Officials at Carnegie Mellon University said Wednesday that three men _ a freshman, sophomore and junior at the private school _ are suspects in the chip theft last weekend as well as the taking of $96,000 worth of chips, disk drives, keyboards and other equipment last fall.
Police said it is easy to sell stolen chips, either by advertising them on the Internet or hawking them at computer fairs. A owner easily can install a replacement or supplemental chip to boost a computer’s memory or speed.
James LaPaglia, the campus police chief, said officers planned to charge the students with burglary, theft, receiving stolen property and conspiracy on Thursday.
He said officials were more concerned with recovering the equipment than filing charges. It had not been determined who would be charged with what.
The students, who live in Carnegie Mellon dormitories, could also be expelled by a disciplinary board of teachers and other students, said Michael Murphy, dean of student affairs.
One student hid beneath a trapdoor Friday night, then emerged into a locked classroom and pried open 64 computers, removing 47 chips with a $20 tool available at most computer stores, the police chief said.
The man darted out the door past a startled cleaning crew early Saturday but dropped a screwdriver with the telephone number of an out-of-state security company. The student worked for the company last summer.
The student also helped investigators by sending police a letter signed by ``The Mystery Thief″ and detailing the crime, LaPaglia said. The man tried to lead police astray by suggesting that he lived off campus, but police matched handwriting on the letter to the suspect’s writing.
``He basically said, `Here’s how I did it,‴ LaPaglia said.
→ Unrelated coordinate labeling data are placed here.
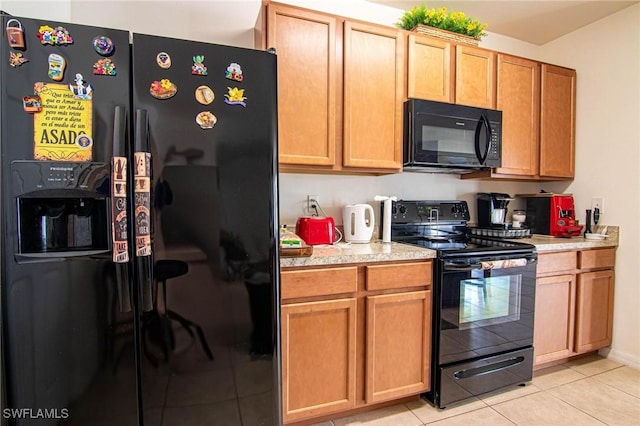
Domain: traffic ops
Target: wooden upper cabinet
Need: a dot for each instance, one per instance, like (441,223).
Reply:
(518,97)
(430,69)
(475,77)
(305,43)
(373,96)
(557,122)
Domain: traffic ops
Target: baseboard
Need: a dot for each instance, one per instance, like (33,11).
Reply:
(621,357)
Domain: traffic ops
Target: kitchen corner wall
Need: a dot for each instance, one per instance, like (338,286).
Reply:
(606,55)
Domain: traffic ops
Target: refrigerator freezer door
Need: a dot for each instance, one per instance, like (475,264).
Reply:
(66,345)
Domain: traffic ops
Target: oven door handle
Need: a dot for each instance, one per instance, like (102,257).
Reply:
(460,267)
(489,264)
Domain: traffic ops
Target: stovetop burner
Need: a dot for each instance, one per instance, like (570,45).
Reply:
(442,226)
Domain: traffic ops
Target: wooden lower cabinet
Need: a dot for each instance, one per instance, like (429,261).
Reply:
(398,345)
(594,310)
(354,336)
(574,303)
(554,318)
(318,358)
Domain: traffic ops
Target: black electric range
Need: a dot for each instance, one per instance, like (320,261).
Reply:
(483,301)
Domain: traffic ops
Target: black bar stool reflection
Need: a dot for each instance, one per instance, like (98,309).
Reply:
(158,325)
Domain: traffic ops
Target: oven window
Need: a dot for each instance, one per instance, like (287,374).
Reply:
(490,300)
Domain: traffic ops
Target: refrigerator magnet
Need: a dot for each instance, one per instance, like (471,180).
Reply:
(163,89)
(104,66)
(235,96)
(84,141)
(79,90)
(198,67)
(206,120)
(16,59)
(55,36)
(57,64)
(163,60)
(204,95)
(234,72)
(32,104)
(103,45)
(15,34)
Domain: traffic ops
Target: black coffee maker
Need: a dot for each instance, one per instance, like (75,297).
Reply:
(492,209)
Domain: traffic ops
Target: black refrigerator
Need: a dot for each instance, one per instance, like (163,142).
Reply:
(139,229)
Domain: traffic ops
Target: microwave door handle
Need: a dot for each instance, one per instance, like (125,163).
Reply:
(482,122)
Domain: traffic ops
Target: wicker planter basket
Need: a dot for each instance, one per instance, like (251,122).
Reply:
(445,35)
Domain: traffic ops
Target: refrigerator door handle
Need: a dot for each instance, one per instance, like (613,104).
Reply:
(142,208)
(119,204)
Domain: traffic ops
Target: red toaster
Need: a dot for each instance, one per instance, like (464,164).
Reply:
(315,230)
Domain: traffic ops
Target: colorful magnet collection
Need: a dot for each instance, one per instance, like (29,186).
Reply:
(165,89)
(57,36)
(161,89)
(80,90)
(198,67)
(103,45)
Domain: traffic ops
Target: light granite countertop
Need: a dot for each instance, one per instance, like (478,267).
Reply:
(344,253)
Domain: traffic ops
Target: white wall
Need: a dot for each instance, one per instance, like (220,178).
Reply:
(606,55)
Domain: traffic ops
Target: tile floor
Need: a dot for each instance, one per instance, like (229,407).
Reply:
(589,391)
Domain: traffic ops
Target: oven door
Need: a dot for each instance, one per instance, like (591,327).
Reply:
(486,306)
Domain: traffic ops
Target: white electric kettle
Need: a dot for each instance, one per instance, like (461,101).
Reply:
(358,222)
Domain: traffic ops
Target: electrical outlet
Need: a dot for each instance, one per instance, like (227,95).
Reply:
(312,203)
(597,202)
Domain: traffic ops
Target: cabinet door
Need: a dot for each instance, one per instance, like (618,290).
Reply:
(518,97)
(430,69)
(318,358)
(305,43)
(554,319)
(557,122)
(398,345)
(475,77)
(594,305)
(373,96)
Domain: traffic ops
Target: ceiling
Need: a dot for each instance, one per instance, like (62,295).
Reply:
(536,22)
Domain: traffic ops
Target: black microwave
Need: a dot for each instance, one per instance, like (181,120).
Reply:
(449,138)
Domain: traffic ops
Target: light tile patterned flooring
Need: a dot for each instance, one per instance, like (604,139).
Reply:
(589,391)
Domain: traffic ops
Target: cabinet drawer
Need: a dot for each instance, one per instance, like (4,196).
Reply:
(600,258)
(556,262)
(318,282)
(380,277)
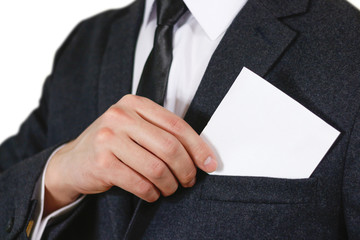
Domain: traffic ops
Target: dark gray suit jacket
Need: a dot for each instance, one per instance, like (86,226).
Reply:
(307,48)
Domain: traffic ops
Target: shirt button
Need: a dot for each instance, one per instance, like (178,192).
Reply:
(9,225)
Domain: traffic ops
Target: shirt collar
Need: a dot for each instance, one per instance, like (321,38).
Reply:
(214,20)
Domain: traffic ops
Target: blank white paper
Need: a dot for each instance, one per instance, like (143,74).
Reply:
(258,130)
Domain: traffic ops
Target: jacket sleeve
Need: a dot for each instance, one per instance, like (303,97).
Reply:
(22,160)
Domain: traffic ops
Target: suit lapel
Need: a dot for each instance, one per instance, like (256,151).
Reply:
(114,82)
(118,62)
(255,39)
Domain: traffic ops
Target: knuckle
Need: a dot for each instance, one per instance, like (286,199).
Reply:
(117,114)
(189,176)
(128,99)
(103,135)
(200,152)
(171,146)
(102,162)
(158,169)
(177,125)
(144,189)
(171,190)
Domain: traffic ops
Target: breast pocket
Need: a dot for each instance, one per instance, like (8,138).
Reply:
(259,189)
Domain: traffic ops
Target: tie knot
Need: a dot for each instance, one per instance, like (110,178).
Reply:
(169,11)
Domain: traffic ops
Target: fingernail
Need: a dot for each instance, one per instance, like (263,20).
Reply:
(192,183)
(210,164)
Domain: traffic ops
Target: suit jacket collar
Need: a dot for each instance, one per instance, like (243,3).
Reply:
(118,62)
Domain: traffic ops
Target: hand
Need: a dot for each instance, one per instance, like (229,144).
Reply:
(136,145)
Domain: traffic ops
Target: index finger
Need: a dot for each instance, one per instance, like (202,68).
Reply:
(201,154)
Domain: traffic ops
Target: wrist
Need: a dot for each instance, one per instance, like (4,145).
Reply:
(58,190)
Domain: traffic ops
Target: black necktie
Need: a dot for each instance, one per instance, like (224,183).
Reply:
(153,81)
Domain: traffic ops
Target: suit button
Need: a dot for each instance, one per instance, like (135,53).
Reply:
(9,225)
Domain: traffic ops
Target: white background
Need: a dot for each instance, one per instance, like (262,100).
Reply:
(30,33)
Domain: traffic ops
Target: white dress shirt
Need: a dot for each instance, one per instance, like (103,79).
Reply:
(196,36)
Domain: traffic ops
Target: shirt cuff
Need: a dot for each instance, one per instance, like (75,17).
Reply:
(39,195)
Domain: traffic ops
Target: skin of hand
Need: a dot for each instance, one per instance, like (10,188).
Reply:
(136,145)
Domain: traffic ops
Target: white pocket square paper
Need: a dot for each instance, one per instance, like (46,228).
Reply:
(258,130)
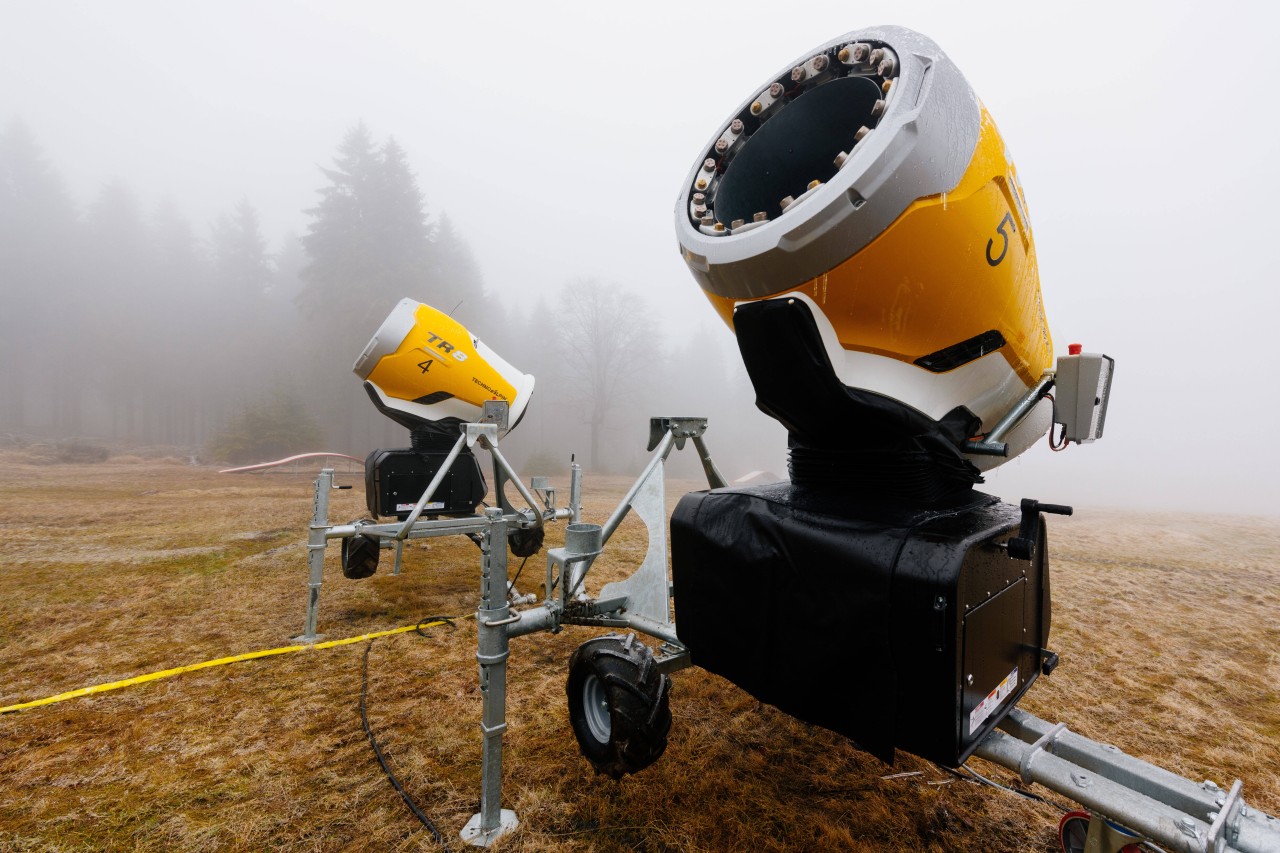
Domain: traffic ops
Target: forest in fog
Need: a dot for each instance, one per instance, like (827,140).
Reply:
(129,328)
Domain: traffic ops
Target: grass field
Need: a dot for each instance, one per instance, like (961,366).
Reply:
(1169,629)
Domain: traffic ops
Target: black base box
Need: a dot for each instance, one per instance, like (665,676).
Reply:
(899,628)
(394,480)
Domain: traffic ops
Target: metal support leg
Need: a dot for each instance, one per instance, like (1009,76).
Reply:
(575,493)
(315,553)
(492,821)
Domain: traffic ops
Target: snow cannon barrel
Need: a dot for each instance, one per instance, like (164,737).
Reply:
(867,187)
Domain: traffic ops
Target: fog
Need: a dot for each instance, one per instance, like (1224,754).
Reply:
(554,140)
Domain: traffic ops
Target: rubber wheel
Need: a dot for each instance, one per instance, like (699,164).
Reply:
(1073,830)
(618,705)
(359,556)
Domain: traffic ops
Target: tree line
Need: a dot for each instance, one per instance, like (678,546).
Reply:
(124,324)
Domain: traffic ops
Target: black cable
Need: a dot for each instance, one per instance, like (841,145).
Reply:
(428,620)
(382,760)
(512,584)
(1024,794)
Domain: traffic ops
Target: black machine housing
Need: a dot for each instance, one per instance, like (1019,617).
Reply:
(876,593)
(394,479)
(909,629)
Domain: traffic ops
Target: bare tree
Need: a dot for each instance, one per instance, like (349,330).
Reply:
(607,341)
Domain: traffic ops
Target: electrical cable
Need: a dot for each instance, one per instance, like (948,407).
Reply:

He would not release the letter, saying it could help other thieves.
Carnegie Mellon surveyed other colleges after 13 recent thefts of computer equipment and found that 17 other schools reported a total of 81 cases.
Officials at the university, which has about 11,000 computers, are considering installing locks on more of its computers and motion detectors in some classrooms. The trapdoor also has been locked.
``Unfortunately, we’re becoming a lot better at solving these crimes,″ LaPaglia said.